In hopeful, romantic stories, marriage requires consent and participation by both parties. The argument for same sex marriage is based, at its core, on a celebration of mutual love and mutual agreement to be together. But in practice, marriage is imposed upon us – and when we choose it willingly, lovingly, for our happiness, the status quo tells us that is wrong.

We live in a country where it is not only okay, but a legal axiom that ‘a husband cannot rape his wife because his wife does not need to be asked for consent’. Her acceptance is baked into the institution. You can be made to marry your rapist, and you are made to stay married to your rapist. Consent is so far away from these realities as to be laughable.

That is what the Centre needs us to understand, and obey.

A regressive, patriarchal society built on the labour of the oppressed

And this is not just the moral failing of a single political party but rather the entire mainstream understanding of marriage in this country.

We are told that we must marry someone of the opposite gender, preferably within the same religion and caste, and it is only by doing our duty by this tradition that we receive certain civil privileges. We are given authorised channels for an inheritance, protection for unemployed partners (yes, traditionally, women), the sharing of wealth and government benefits between partners, the right to be supported (financially or otherwise) by your partner, adoption, guardianship, the custody of your children – all according to the religion within which you marry.

These liberties are not for our benefit, though. These ‘privileges’ ensure that India maintains a rigorous and violative social apartheid without the risk of global censure.

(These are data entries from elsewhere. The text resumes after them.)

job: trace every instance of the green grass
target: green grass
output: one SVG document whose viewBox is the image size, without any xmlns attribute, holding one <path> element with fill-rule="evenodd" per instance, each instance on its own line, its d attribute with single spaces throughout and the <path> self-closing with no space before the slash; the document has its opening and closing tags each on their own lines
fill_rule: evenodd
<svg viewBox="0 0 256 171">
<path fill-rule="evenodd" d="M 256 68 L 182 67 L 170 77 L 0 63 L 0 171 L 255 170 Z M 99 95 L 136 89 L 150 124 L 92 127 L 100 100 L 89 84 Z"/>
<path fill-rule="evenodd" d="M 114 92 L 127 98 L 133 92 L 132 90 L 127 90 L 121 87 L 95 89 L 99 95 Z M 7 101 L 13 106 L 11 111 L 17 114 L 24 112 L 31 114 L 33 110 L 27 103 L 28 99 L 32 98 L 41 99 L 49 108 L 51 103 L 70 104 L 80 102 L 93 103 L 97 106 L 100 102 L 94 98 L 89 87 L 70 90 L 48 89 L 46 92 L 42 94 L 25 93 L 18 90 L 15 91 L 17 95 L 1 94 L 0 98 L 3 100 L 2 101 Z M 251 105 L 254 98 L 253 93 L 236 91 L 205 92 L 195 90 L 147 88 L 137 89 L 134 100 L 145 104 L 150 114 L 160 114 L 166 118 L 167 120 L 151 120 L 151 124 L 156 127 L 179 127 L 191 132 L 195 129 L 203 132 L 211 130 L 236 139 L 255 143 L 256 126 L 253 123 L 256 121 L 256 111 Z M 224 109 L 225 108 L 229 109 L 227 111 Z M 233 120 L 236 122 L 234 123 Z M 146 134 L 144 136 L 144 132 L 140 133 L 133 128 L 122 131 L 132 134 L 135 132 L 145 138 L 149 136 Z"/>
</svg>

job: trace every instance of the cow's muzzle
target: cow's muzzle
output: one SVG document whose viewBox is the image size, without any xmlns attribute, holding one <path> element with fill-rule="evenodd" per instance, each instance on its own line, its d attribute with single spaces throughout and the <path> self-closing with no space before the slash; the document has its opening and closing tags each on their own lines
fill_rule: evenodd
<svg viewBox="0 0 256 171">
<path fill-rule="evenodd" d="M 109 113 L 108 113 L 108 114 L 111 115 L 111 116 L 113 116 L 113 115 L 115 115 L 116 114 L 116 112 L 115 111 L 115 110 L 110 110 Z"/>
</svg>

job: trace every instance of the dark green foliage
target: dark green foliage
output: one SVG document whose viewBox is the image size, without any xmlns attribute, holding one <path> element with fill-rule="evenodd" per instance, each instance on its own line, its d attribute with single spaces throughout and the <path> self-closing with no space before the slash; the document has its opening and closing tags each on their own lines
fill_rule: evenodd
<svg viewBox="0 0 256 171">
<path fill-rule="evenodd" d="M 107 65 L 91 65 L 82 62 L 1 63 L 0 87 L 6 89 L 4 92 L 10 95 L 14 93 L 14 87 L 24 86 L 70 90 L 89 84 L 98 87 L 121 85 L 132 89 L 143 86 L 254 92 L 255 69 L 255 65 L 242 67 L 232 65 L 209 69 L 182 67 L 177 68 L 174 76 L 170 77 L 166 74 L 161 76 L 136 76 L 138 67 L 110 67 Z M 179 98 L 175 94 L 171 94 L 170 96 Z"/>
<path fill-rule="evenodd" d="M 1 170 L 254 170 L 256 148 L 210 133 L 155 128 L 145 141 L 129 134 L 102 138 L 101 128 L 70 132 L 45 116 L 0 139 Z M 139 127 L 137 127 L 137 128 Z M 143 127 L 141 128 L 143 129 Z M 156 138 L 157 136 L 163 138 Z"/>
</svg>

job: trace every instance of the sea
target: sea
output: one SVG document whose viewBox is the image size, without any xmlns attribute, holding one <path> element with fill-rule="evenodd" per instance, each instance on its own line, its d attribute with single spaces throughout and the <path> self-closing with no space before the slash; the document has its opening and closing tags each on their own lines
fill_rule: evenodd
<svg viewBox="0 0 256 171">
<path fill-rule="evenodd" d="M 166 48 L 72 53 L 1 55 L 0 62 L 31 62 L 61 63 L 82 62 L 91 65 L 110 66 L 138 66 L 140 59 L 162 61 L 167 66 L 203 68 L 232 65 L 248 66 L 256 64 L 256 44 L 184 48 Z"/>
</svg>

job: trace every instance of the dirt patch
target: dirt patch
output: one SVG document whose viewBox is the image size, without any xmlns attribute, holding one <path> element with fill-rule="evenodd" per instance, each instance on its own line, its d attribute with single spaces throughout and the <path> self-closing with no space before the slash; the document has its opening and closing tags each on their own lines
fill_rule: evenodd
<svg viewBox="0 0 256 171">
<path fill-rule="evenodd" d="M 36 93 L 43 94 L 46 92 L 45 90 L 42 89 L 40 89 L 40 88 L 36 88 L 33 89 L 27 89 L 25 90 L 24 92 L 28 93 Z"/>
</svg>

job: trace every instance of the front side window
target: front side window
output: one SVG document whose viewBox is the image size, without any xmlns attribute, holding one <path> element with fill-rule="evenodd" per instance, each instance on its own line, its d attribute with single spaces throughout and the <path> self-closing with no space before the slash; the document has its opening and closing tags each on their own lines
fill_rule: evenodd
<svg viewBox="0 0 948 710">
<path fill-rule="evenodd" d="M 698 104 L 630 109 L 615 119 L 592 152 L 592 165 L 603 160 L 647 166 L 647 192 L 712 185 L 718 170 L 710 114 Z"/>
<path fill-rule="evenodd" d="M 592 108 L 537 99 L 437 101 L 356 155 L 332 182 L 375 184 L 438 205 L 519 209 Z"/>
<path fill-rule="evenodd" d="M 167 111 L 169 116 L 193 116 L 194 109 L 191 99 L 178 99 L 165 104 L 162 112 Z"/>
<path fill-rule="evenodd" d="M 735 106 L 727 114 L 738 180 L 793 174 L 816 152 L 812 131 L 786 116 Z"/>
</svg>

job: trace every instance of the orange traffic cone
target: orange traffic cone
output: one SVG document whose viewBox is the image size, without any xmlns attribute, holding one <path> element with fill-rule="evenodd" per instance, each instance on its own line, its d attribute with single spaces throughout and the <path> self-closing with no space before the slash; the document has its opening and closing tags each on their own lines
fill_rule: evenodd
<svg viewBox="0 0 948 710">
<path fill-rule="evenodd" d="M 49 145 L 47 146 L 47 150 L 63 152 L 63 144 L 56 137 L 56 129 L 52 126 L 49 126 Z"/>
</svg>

This is why there exists a legitimate state interest in limiting the legal recognition of marriage to persons of opposite sexes only.” Control wealth, property, and the marital ownership of women and children, and you control the world. We are born into our class, our religion, our caste, and are trained, like small puppies, to stay there.

But we are more than the cis het norm tradition expects us to be

To be homosexual, bisexual, and pansexual, to be asexual or aromantic, to be transgender and worse yet non-binary, we break apart these rules without reference to where in the social cage we are born.

In solution to our revolutionary existence, the Centre harks to Indian cultural ‘ethos’ and implies that same-sex couples are not a part of that ethos: that queer people are essentially disenfranchised from being Indian. In its statement, the Centre says, “Living together as partners and having sexual relationship by same-sex individuals {which is decriminalised now] is not comparable with the Indian family unit concept of a husband, a wife and children which necessarily presuppose a biological man as a ‘husband’, a biological woman as a ‘wife’ and the children born out of the union between the two.”

And here, by making a beautiful connection between marriage and essential humanity, and then denying our access to marriage, the Centre tries to disenfranchise us from being human beings at all.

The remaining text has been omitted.